City switches architect on new fire stations
A contract between the city of Medford and a local architect has gone sideways, and the City Council on Monday approved a new $535,000 contract with another company to design three new fire stations.
Robert Seibert of Straus & Seibert Architects LLP of Medford said he wouldn’t comment on why his contract was terminated, saying only that the city never gave him a reason.
The Straus & Seibert contract was for $742,270, and the city has paid the firm $207,202 to date.
The council in September approved designs for three new fire stations submitted by Straus, which has worked on the project since the contract was approved by the council on May 15.
On Monday, councilors Chris Corcoran and Timothy Jackle didn't disclose the reason why they voted against the new contract with Ogden Roemer Wilkerson Architecture of Medford. Councilors Daniel Bunn, Bob Strosser and Eli Matthews voted for it.
“At this point, I’m not willing to discuss it,” Corcoran said after the meeting. Jackle could not be reached for comment Monday afternoon.
Ogden Roemer is also designing the new Medford police station.
Because there wasn’t a unanimous vote in favor of the contract, the City Council will need to have a second reading of the ordinance, scheduled for 5:30 p.m. Monday at City Hall, 411 W. Eighth St.
In documents provided by the city, the $535,000 contract with Ogden Roemer roughly represents the difference between the Straus & Siebert contract of $742,270 minus the $207,202 already paid.
Finance Director Alison Chan said the city still owes additional fees to Straus & Seibert, but the amount hasn’t been determined.
Mayor Gary Wheeler on Monday asked Corcoran and Jackle whether there was any chance they would change their votes to avoid holding another meeting.
“I don’t intend to change my vote,” Corcoran responded.
David Wilkerson of Ogden Roemer said he was reluctant to discuss his company’s contract with the city since he hasn’t been officially retained.

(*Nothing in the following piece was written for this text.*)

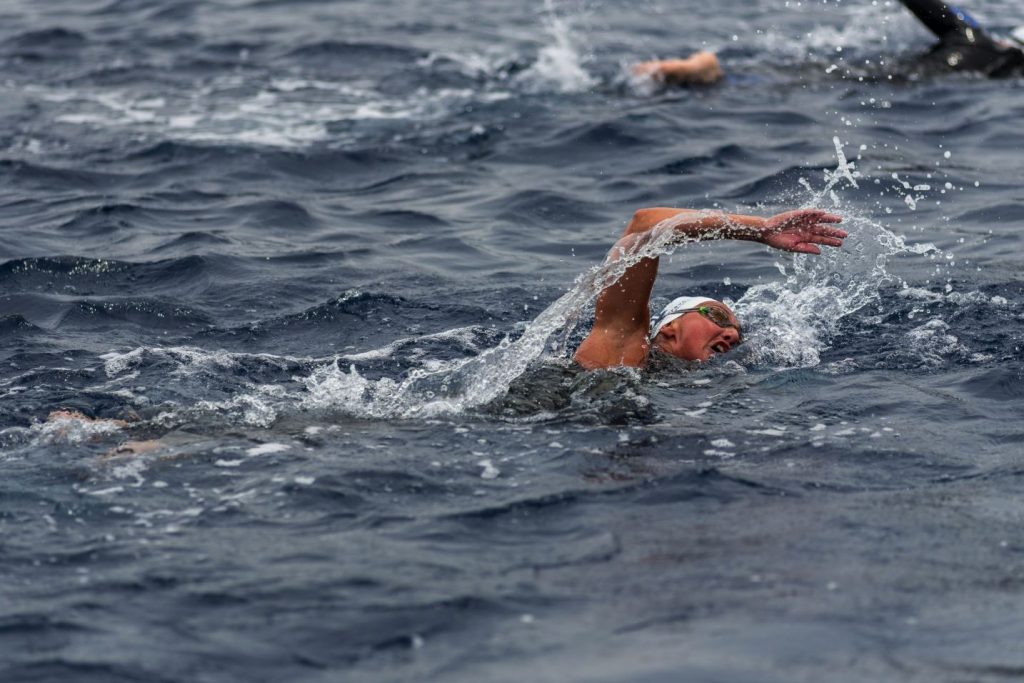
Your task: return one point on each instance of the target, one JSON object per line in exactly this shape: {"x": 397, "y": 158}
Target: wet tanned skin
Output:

He did say that his company would adapt the designs from Straus & Seibert if it does take over the project.
“In many respects, we have to start the design over,” Wilkerson said.

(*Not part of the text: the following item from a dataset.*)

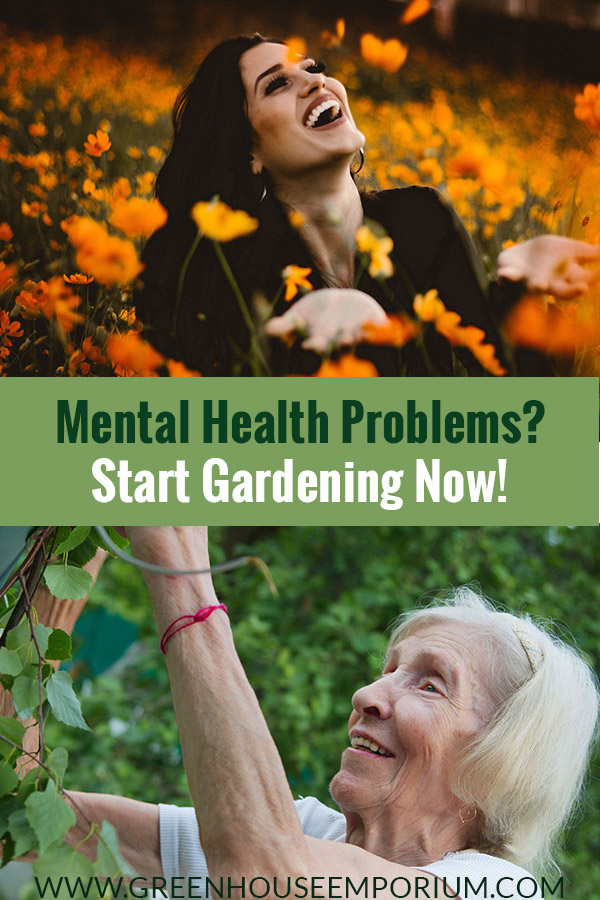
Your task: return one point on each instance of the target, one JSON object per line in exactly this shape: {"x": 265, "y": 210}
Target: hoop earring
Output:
{"x": 467, "y": 813}
{"x": 361, "y": 154}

The fire station project team, made up of officials from the fire department and from parks and recreation, voted unanimously to end the Seibert contract.
According to the contract with Seibert, the city can terminate it at its convenience.

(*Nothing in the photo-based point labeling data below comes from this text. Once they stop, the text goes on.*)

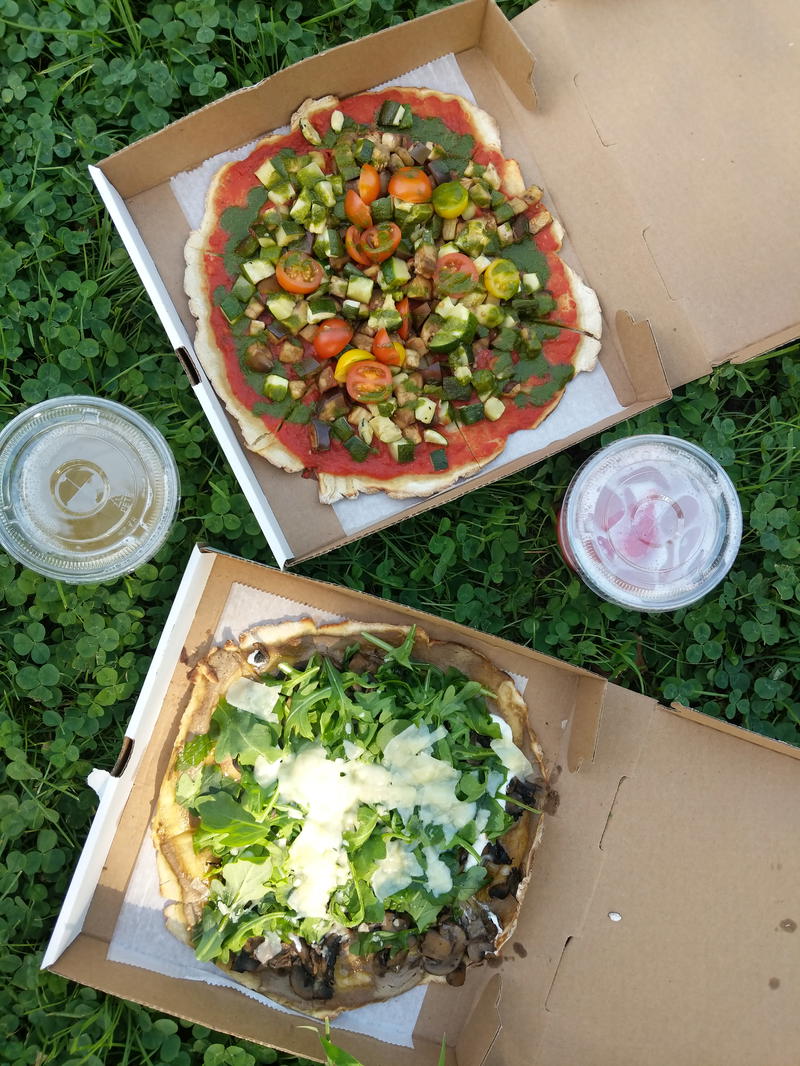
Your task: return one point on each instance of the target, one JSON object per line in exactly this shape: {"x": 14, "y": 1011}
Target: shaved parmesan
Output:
{"x": 253, "y": 696}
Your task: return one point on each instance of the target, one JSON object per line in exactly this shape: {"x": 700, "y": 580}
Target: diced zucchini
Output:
{"x": 395, "y": 114}
{"x": 351, "y": 308}
{"x": 281, "y": 305}
{"x": 385, "y": 430}
{"x": 287, "y": 232}
{"x": 360, "y": 289}
{"x": 257, "y": 270}
{"x": 363, "y": 150}
{"x": 282, "y": 193}
{"x": 310, "y": 175}
{"x": 242, "y": 289}
{"x": 470, "y": 414}
{"x": 489, "y": 315}
{"x": 433, "y": 437}
{"x": 324, "y": 193}
{"x": 309, "y": 132}
{"x": 401, "y": 451}
{"x": 438, "y": 459}
{"x": 232, "y": 308}
{"x": 494, "y": 408}
{"x": 275, "y": 387}
{"x": 425, "y": 409}
{"x": 394, "y": 273}
{"x": 321, "y": 307}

The new fire stations will cost a combined $10.6 million and will replace outdated stations throughout the city.
In September, the council chose a flat-roof design prepared by Straus & Seibert for the stations over a more traditional gable roof.
Fire Station 2 on West Eighth Street would be replaced at a new location on West Stewart Avenue so that it can handle multiple vehicles and multiple crews.
Fire Station 3 on Highland Avenue would be replaced and could be moved further to the south, away from a roundabout.
Fire Station 4 on Table Rock Road would be replaced with an expanded drive-through bay and a larger living quarters and office area.
The designs for fire stations 3 and 4 are similar and would be slightly bigger, at 12,311 square feet, compared with Fire Station 2, which will be 9,730 square feet.